CERCLA, CONTRIBUTION:



The Tenth Circuit held that an individual who already recovered costs incurred responding to environmental damages at a large gold mine facility in Colorado is not entitled to contribution. The individual--the former director and president of the mining company--sought contribution for the amount he agreed to pay to settle the cost-recovery action brought against him by the United States and the state of Colorado. Because he had already recovered more than that amount from other sources, including settlements with a construction company and an insurance provider, he has no damages to recover and no right to contribution under CERCLA §113(f). The individual argued that the collateral source rule, which permits an injured plaintiff to recover more than the damages he has suffered as the result of an injury, prohibits crediting the defendants in the amount of the settlement money he already received. But the rule does not apply to §113(f) contribution actions brought by a PRP. A CERCLA contribution action is not a personal injury action by an innocent plaintiff. Instead, it is a claim between two or more culpable tortfeasors, and the policy underlying the collateral source rule—to provide the innocent party with the benefit of any windfall—is simply not advanced in such cases. The individual also argued that the lower court erred in reducing his damages by the full amount of the settlements. But because his injury and the damages he alleges in this lawsuit are the same as those addressed by the settlements, the defendants are entitled to a full credit in the amount of those settlements. Friedland v. TIC-The Industry Co., No. 08-1042, 39 ELR 20115 (10th Cir. May 29, 2009).

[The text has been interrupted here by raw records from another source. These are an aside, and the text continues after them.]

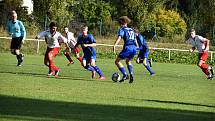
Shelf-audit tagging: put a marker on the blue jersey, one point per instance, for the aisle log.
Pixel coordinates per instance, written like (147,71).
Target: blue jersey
(128,36)
(142,43)
(16,29)
(144,50)
(129,48)
(88,51)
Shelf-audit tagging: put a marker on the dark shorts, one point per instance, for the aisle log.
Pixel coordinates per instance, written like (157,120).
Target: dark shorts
(16,43)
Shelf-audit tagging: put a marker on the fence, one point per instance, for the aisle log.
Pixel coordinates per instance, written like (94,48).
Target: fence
(165,49)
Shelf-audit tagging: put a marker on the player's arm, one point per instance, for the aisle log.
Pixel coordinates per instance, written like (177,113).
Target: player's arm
(207,45)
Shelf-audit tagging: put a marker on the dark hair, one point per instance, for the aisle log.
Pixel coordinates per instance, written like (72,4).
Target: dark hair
(52,24)
(124,20)
(192,30)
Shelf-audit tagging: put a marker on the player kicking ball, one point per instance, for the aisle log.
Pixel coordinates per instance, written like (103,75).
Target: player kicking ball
(142,57)
(129,48)
(71,42)
(87,43)
(202,45)
(53,41)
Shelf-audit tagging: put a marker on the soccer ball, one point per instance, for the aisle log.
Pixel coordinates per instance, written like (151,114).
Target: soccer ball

CERCLA, OPERATOR LIABILITY:



A district court held that a utility company is not liable under CERCLA for the cost of cleaning up pollution at nine manufactured gas plants (MGPs) in Connecticut owned by its former subsidiary. The former subsidiary sought to impose liability on the utility for pollution that occurred at the plants between 1884 and 1941. But the subsidiary failed to prove that the utility operated the MGPs or that it was involved in some sort of joint venture with the subsidiary. The utility was a vigilant parent that conducted detailed—yet not eccentric—oversight of the operations in Connecticut. And while it is true that, consistent with its status as a corporate parent, the utility provided assistance when requested and carefully oversaw the subsidiary's operations, that assistance and oversight is a far cry from managing, directing, or operating the facilities in the stead of the subsidiary or in some sort of joint venture with it. Hence, the MGPs in question were operated by the subsidiary and its employees. The court also found, in the alternative, that the subsidiary's cost recovery actions are time-barred with respect to two of the sites. Yankee Gas Services Co. v. UGI Utilities, Inc., No. 3:06-cv-01369, 39 ELR 20116 (D. Conn. May 22, 2009) (Kravitz, J.).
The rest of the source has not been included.